We're currently looking for the most suitable solution for accessing critical data on a distributed system, and we're considering whether to use in memory caching, versus a centralized cache.
Some information about the data we wish to store/access:
- Very small data size
- Data is very cold; meaning it barely changes, and only changes when a human changes something in our back office system
- Has to be up to date when changed (a few 100ms delay is OK)
- Very critical path of our application, requires very high SLA (both in reliability and in response times (no more than 20ms to access))
- Data is read from frequently (up to thousands of times per second)

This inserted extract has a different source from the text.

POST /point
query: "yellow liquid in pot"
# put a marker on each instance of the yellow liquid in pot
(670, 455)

The way we see it is as following -
In memory cache
Pros:
- Quicker than network access + serialization
- Higher reliability in terms of distribution (if one instance dies, the data still exists on the other instances)
Cons:
- Much more complex to code and maintain
- Requires notifying instances once a change occurs and need to update each instance seperately + Need to load data on start of each server
- Adds a high risk of data inconsistency (one instance having different or outdated data than others)
Centralized cache
For the sake of conversation, we've considered using Redis.
Pros:
- Much simpler to maintain
- Very reliable, we have a lot of experience working with Redis in a distributed system
- Only one place to update
- Assures data consistency
Cons:
- Single point of failure (This is a big concern for us); even though if we go with this solution, we will deploy a cluster
- What happens if cache is flushed for some reason